Pas banget nih sama topik yang kali ini dibahas di mata kuliah teknologi komunikasi, kemarin itu ngebahas tentang children and new media. Jadi bisa diliat realitasnya sekarang, kalo anak-anak zaman sekarang udah pegang gadget, asyik sama game online, udah ngerasa punya dunianya sendiri kalo udah pegang gadget. Padahal media baru itu bukan buat main-main, tapi harus dipake dengan bijak biar bisa didapetin manfaatnya. Orang tua berperan paling penting, menurut saya orang tua bukan melarang anak menggunakan gadget, TAPI dibatasi penggunaannya, dan selalu dikontrol ketika anak main gadget. Contohnya, adik sepupu saya (kelas 5 SD), dia emang udah kenal gadget, bahkan dia punya blog sendiri loh, tapi dia ngga terus-terusan main gadget, orang tuanya membatasi, ia hanya dibolehkan main gadget setiap weekend, dan boleh mengakses internet kalo udah belajar, atau ngaji. Menurut saya, cara seperti itu memang paling bener sih, bukannya ngelarang tapi diajarkan biar penggunaan internet ngga menyimpang.

Kenapa sih children and new media itu perlu buat dibahas?

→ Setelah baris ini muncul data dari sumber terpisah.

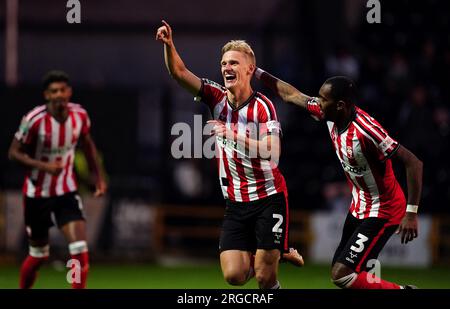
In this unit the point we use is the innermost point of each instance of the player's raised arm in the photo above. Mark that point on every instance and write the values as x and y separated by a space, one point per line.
285 91
174 63
414 169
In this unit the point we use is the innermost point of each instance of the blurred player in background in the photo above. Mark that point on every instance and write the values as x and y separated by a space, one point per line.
364 150
257 214
45 144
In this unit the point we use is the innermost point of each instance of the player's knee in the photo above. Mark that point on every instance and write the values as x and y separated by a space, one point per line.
41 252
265 279
342 276
235 278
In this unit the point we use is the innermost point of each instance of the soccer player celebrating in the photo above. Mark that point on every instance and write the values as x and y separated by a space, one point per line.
364 150
256 215
45 144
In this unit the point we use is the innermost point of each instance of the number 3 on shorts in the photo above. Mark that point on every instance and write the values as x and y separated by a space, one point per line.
360 242
276 227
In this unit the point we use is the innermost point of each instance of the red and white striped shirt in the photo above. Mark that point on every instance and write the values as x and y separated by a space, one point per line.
50 141
243 177
364 149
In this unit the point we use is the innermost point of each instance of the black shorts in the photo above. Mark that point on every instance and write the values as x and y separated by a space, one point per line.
362 240
40 213
261 224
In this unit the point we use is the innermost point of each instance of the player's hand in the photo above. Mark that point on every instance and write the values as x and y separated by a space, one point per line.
54 168
100 188
408 228
164 33
220 129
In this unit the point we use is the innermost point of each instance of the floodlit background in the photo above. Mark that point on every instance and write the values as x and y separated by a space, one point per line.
158 227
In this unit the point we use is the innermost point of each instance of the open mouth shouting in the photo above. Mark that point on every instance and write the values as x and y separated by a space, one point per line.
230 78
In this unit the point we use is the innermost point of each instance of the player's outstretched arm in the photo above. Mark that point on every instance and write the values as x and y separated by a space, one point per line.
285 91
408 228
174 63
90 151
17 153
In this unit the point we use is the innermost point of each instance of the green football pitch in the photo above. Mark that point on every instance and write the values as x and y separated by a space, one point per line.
208 276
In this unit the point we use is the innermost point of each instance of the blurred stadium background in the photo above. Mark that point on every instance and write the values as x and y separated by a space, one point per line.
159 225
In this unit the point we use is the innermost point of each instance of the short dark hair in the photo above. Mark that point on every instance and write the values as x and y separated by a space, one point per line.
55 76
342 88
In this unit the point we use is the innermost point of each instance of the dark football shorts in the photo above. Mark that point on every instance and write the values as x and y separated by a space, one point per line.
261 224
43 213
362 240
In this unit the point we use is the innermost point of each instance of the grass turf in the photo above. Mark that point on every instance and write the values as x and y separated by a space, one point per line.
208 276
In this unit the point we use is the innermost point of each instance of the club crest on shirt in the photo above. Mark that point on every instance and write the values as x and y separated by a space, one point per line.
350 153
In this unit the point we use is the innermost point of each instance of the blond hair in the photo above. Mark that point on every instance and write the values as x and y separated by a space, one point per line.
241 46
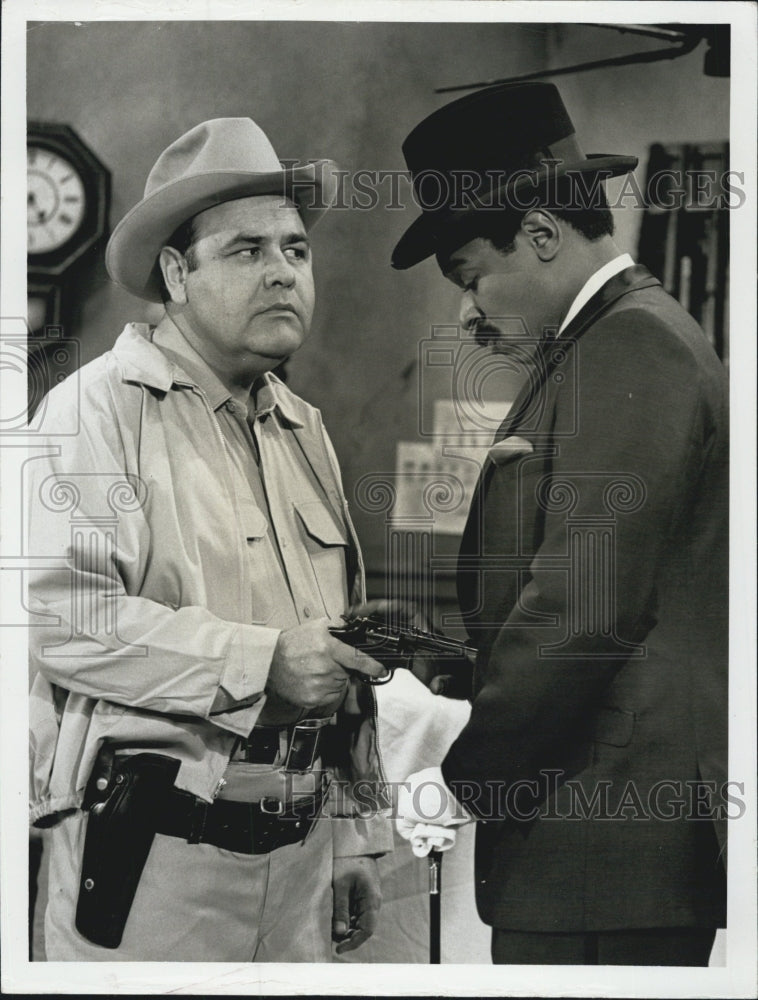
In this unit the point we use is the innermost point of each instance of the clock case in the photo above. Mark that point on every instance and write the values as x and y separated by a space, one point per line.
62 140
55 279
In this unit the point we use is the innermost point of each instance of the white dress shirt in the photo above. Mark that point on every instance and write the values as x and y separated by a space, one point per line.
593 284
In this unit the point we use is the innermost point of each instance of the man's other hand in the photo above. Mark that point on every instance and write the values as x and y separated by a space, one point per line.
357 899
310 667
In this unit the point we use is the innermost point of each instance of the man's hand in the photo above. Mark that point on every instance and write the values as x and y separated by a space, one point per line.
310 667
357 898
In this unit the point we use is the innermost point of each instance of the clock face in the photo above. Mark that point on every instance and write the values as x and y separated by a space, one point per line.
55 204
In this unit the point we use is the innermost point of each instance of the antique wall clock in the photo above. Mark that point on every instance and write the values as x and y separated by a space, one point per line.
66 208
67 217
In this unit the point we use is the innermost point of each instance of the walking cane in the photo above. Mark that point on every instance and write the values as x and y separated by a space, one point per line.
435 891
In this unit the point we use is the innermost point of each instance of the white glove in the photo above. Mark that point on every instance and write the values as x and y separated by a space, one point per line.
428 813
426 837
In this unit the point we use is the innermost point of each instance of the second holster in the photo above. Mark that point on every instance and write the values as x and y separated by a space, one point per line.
122 798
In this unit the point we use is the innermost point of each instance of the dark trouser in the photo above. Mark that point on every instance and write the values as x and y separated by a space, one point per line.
689 946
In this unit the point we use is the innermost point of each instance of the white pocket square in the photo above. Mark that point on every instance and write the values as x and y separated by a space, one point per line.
505 450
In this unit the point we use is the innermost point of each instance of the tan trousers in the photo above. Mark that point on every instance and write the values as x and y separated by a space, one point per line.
196 902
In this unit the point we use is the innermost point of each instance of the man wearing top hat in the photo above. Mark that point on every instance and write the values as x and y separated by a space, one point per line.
190 704
593 568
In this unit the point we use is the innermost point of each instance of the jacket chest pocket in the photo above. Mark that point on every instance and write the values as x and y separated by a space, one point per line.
264 570
325 541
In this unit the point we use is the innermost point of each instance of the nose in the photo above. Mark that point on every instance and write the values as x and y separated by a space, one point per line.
279 270
470 314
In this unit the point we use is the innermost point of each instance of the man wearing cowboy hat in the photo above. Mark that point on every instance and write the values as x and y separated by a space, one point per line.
593 567
191 705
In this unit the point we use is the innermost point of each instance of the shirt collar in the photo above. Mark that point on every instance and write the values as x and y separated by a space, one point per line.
270 393
593 284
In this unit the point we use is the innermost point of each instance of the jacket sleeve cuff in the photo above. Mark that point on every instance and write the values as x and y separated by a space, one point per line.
240 697
354 835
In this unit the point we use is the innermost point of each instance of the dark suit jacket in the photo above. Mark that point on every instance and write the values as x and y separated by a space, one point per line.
593 578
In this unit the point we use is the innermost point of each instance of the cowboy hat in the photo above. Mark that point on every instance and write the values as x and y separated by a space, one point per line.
491 150
216 161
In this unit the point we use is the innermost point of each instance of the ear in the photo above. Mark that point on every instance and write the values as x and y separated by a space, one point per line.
543 233
175 271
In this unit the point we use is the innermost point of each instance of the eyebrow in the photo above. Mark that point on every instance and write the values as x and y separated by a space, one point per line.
255 240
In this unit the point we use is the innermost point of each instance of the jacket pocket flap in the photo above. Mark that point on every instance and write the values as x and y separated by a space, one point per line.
252 518
614 726
320 523
508 449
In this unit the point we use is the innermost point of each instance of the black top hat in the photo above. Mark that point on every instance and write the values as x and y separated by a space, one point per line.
493 149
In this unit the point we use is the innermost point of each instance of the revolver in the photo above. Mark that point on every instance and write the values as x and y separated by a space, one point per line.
395 645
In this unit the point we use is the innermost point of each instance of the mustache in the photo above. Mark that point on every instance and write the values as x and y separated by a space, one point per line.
485 332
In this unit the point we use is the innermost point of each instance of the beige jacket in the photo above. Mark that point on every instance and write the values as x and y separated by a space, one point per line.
137 612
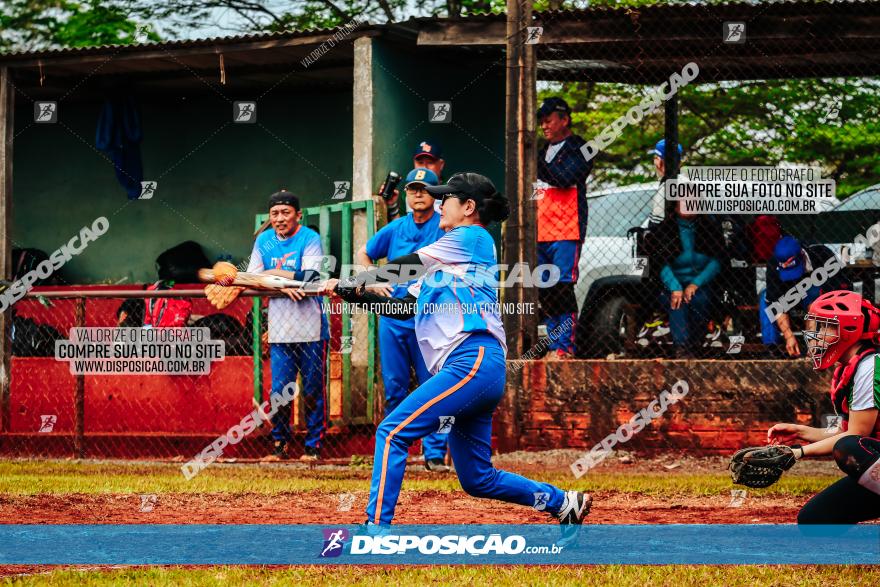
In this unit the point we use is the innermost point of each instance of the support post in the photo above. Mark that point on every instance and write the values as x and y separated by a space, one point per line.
7 111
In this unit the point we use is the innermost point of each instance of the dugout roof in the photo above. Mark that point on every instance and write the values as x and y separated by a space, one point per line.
634 45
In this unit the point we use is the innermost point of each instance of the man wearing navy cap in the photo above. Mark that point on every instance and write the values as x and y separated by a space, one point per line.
398 346
790 264
658 203
561 220
428 155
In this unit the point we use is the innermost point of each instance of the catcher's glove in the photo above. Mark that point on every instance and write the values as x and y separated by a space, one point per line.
760 466
221 296
350 289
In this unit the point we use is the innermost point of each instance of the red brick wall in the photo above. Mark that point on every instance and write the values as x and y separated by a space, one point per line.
575 404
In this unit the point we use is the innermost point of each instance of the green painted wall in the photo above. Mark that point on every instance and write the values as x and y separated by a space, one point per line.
405 81
213 176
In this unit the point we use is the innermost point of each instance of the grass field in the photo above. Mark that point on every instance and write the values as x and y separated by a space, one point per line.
618 576
68 477
108 492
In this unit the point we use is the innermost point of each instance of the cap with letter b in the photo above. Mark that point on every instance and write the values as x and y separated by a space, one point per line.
553 104
428 149
419 177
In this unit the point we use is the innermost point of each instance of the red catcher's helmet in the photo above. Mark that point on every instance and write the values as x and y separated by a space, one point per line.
835 322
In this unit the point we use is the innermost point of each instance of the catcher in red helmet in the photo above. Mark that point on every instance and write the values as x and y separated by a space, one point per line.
841 331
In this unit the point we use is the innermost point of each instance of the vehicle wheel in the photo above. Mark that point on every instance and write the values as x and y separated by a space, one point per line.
604 329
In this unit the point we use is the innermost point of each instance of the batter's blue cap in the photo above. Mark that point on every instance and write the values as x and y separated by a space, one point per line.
660 149
789 258
553 104
421 176
428 149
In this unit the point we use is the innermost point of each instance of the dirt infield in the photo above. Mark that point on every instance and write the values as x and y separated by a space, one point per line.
422 507
628 490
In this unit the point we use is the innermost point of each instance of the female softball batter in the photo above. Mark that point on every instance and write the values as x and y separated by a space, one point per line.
461 337
841 329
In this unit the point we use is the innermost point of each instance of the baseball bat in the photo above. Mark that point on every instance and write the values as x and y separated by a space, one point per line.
262 281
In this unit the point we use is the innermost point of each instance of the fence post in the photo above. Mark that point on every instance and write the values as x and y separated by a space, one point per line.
257 347
80 391
521 169
7 101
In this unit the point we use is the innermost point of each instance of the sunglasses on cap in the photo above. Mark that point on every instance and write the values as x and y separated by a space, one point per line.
790 262
461 197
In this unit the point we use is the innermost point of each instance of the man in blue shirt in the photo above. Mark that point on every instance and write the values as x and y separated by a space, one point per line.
398 346
561 221
298 329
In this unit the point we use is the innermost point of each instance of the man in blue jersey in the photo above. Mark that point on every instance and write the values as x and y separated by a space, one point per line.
462 340
298 329
561 221
398 346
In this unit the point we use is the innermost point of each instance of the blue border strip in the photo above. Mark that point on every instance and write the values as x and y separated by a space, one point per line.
200 544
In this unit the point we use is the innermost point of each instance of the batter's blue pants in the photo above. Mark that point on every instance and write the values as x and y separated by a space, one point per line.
306 359
398 349
467 388
565 255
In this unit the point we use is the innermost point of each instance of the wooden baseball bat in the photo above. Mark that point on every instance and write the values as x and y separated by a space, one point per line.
262 281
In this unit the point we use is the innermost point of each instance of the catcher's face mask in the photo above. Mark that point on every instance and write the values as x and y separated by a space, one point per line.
820 334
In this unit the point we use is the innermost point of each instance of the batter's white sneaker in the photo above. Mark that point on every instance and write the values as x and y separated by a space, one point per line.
571 516
575 508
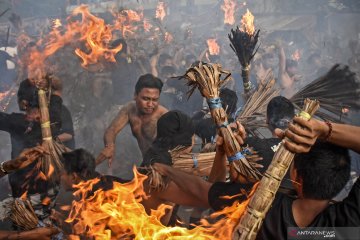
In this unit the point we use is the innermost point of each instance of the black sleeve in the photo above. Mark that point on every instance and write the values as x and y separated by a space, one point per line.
66 122
55 114
348 211
223 194
4 122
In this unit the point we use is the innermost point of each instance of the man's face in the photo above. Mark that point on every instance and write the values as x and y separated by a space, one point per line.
33 114
147 100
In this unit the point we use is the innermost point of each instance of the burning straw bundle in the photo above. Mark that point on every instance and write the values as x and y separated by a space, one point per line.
50 163
243 41
253 115
259 204
208 79
338 90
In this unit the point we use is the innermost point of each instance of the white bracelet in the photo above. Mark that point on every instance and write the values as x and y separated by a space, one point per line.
2 168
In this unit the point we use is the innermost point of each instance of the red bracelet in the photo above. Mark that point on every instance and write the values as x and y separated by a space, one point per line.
330 130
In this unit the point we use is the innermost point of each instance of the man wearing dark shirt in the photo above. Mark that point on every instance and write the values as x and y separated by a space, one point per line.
317 176
79 165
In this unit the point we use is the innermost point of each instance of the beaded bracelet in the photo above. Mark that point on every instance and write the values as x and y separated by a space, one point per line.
330 130
2 168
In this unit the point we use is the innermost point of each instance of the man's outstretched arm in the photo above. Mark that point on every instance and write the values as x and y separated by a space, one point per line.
111 132
185 189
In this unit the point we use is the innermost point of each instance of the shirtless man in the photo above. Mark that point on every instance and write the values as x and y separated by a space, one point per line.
142 115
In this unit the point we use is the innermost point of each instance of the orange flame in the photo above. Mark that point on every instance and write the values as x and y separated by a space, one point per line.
296 55
160 11
90 29
213 46
147 25
168 37
118 214
229 11
56 23
247 23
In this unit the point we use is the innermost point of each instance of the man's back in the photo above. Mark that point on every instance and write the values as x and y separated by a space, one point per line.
143 127
280 216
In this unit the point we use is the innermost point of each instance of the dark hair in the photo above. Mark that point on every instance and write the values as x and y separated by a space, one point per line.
26 91
324 170
280 111
229 99
148 81
291 63
163 58
80 162
167 70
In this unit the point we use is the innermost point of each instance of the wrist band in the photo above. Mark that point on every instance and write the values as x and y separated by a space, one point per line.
330 130
2 168
224 125
214 103
305 115
195 161
235 157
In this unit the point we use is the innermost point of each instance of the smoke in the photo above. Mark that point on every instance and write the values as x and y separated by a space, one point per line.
324 31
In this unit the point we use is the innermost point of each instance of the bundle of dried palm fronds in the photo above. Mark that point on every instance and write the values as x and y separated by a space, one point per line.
51 164
23 214
338 91
253 114
259 204
244 41
208 78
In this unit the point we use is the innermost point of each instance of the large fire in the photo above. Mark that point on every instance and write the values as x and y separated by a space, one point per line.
90 30
160 11
229 7
213 46
247 23
118 214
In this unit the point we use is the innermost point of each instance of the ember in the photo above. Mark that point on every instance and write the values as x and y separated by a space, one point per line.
118 214
229 7
160 11
213 46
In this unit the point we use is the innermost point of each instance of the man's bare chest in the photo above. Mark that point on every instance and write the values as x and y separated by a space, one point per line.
143 128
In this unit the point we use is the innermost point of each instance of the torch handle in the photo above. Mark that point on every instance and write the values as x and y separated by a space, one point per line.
260 202
44 116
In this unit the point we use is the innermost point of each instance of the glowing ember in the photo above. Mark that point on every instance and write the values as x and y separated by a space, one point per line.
118 214
168 37
160 11
229 11
213 46
147 25
56 23
247 23
345 110
296 55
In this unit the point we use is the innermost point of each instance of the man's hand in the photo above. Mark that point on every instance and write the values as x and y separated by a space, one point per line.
304 136
26 157
44 233
107 153
161 168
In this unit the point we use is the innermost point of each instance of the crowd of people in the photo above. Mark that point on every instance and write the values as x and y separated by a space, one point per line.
139 106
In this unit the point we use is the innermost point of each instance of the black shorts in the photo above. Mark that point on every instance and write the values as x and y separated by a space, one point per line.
222 194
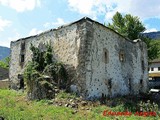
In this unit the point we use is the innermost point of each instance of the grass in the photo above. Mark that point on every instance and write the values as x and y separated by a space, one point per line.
15 106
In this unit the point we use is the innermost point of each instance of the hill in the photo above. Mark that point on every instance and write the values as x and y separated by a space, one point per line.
4 52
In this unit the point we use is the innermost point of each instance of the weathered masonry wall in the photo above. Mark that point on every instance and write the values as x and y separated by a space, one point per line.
114 65
65 42
98 60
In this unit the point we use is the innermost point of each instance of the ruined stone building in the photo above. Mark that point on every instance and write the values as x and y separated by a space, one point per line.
100 61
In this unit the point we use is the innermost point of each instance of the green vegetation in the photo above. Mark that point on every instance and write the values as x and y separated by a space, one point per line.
15 106
5 63
38 85
131 27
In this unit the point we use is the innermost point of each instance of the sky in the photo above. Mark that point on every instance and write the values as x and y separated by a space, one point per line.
23 18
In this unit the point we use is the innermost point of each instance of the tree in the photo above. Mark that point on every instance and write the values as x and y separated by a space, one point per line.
5 63
131 27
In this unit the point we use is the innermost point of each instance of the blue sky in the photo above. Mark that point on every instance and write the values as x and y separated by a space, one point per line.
22 18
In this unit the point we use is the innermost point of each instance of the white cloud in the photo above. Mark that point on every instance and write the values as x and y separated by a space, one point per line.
4 23
21 5
150 30
58 22
34 31
142 8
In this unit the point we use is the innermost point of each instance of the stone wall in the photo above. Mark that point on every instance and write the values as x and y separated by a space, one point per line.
111 75
97 59
66 47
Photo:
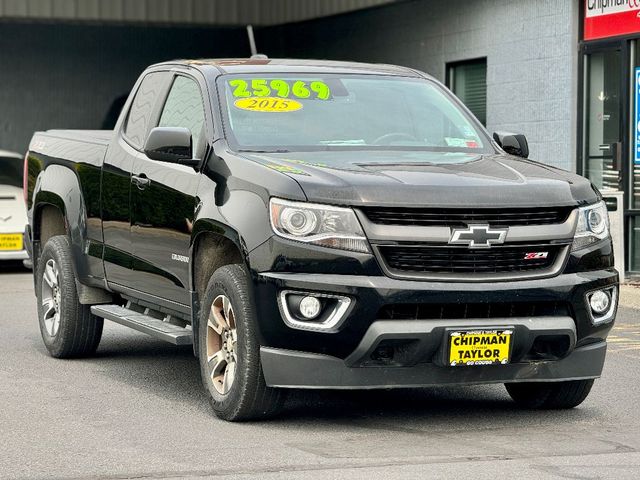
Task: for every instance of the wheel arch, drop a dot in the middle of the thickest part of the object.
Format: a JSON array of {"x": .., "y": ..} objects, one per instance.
[{"x": 212, "y": 248}]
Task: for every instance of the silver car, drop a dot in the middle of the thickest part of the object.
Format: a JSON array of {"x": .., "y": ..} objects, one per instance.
[{"x": 13, "y": 212}]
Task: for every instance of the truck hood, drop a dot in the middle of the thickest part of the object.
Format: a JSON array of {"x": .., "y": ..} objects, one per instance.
[{"x": 410, "y": 178}]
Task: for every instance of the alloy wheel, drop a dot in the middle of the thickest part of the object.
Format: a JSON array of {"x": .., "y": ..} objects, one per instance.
[
  {"x": 222, "y": 343},
  {"x": 51, "y": 297}
]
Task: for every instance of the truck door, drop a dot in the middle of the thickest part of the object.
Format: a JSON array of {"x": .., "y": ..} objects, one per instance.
[
  {"x": 163, "y": 201},
  {"x": 126, "y": 146}
]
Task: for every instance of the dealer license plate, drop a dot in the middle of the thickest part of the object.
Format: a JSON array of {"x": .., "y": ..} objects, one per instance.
[
  {"x": 480, "y": 347},
  {"x": 11, "y": 241}
]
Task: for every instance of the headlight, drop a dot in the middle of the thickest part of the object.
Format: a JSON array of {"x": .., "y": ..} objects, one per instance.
[
  {"x": 324, "y": 225},
  {"x": 593, "y": 225}
]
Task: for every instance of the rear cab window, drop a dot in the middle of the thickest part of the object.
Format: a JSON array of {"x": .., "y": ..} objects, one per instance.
[
  {"x": 142, "y": 108},
  {"x": 184, "y": 107},
  {"x": 11, "y": 171}
]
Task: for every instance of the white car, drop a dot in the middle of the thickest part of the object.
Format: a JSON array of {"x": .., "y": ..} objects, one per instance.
[{"x": 13, "y": 211}]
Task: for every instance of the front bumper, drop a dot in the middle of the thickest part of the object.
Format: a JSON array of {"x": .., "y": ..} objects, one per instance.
[
  {"x": 342, "y": 359},
  {"x": 14, "y": 255},
  {"x": 290, "y": 369}
]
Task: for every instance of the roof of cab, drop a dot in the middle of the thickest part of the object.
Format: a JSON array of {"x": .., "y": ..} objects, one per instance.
[
  {"x": 8, "y": 154},
  {"x": 266, "y": 65}
]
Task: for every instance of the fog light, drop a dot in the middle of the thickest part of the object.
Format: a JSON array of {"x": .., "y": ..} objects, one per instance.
[
  {"x": 310, "y": 307},
  {"x": 599, "y": 302}
]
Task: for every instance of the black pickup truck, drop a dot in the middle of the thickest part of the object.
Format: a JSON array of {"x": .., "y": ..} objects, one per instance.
[{"x": 313, "y": 224}]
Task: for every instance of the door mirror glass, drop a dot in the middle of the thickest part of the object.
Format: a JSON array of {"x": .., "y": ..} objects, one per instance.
[
  {"x": 512, "y": 143},
  {"x": 169, "y": 144}
]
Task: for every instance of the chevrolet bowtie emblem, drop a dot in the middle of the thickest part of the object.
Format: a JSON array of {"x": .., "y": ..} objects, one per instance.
[{"x": 478, "y": 236}]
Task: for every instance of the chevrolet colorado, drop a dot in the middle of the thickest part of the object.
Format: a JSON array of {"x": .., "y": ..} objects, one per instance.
[{"x": 314, "y": 224}]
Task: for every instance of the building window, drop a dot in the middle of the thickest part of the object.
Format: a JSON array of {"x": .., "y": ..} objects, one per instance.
[{"x": 468, "y": 81}]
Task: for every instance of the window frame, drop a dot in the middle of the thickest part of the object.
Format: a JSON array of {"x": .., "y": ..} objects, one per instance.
[
  {"x": 153, "y": 116},
  {"x": 170, "y": 83},
  {"x": 450, "y": 79}
]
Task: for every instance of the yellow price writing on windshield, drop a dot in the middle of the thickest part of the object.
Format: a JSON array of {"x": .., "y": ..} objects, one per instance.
[
  {"x": 261, "y": 87},
  {"x": 267, "y": 104}
]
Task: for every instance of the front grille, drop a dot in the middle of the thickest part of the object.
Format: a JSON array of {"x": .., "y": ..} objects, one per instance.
[
  {"x": 506, "y": 217},
  {"x": 431, "y": 311},
  {"x": 462, "y": 260}
]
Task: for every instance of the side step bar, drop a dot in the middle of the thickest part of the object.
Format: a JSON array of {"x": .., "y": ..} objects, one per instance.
[{"x": 144, "y": 323}]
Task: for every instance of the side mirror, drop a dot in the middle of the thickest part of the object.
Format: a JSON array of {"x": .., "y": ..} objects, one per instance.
[
  {"x": 170, "y": 144},
  {"x": 512, "y": 143}
]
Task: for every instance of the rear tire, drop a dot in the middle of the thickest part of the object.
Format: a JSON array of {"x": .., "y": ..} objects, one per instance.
[
  {"x": 550, "y": 395},
  {"x": 229, "y": 350},
  {"x": 68, "y": 328}
]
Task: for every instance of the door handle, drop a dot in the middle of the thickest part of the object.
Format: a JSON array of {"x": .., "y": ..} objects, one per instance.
[{"x": 141, "y": 181}]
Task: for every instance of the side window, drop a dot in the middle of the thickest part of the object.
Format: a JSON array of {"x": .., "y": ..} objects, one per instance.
[
  {"x": 139, "y": 117},
  {"x": 184, "y": 108}
]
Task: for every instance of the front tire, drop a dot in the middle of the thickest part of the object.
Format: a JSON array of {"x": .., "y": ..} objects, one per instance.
[
  {"x": 229, "y": 350},
  {"x": 68, "y": 328},
  {"x": 550, "y": 395}
]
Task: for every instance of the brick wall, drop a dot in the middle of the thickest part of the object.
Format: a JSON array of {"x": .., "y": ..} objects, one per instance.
[{"x": 530, "y": 46}]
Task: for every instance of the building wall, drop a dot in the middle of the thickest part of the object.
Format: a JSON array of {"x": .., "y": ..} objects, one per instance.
[
  {"x": 68, "y": 76},
  {"x": 210, "y": 12},
  {"x": 530, "y": 46}
]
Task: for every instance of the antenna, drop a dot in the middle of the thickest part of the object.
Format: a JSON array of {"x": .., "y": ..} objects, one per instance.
[{"x": 252, "y": 40}]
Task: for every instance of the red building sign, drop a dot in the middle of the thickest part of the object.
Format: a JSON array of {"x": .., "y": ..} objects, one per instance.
[{"x": 610, "y": 18}]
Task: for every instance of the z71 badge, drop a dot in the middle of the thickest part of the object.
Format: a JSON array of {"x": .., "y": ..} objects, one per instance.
[{"x": 536, "y": 255}]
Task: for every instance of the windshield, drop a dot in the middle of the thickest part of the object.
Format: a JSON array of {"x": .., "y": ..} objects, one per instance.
[
  {"x": 304, "y": 112},
  {"x": 11, "y": 171}
]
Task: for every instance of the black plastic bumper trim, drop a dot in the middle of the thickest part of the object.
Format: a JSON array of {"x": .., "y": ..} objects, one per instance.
[{"x": 291, "y": 369}]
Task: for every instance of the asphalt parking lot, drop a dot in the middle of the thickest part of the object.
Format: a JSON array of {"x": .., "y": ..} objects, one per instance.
[{"x": 137, "y": 410}]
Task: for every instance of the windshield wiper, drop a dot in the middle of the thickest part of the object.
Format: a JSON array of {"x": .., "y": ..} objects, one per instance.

Percaya atau ngga, internet itu udah jadi ajang permainan baru yang mengasyikkan dan kadang bikin menghanyutkan anak karena kadang anak-anak jadi kecanduan pada internet. Penting buat orang tua buat ngejaga anak-anaknya dari pengaruh buruk internettapi juga bukan berarti mereka dilarang sama sekali untuk mengetahui dan menggunakanya. New media berpengaruh pada semua kalangan termasuk anak-anak. Dikutip dari kompas.com, bahwa pengguna internet di Indonesia sebagian besar berusia muda. Hasil penelitian Yahoo dan Taylor Nelson Sofres (TNS) Indonesia menunjukkan pengakses terbesar di Indonesia adalah mereka yang berusia antara 15-19 tahun.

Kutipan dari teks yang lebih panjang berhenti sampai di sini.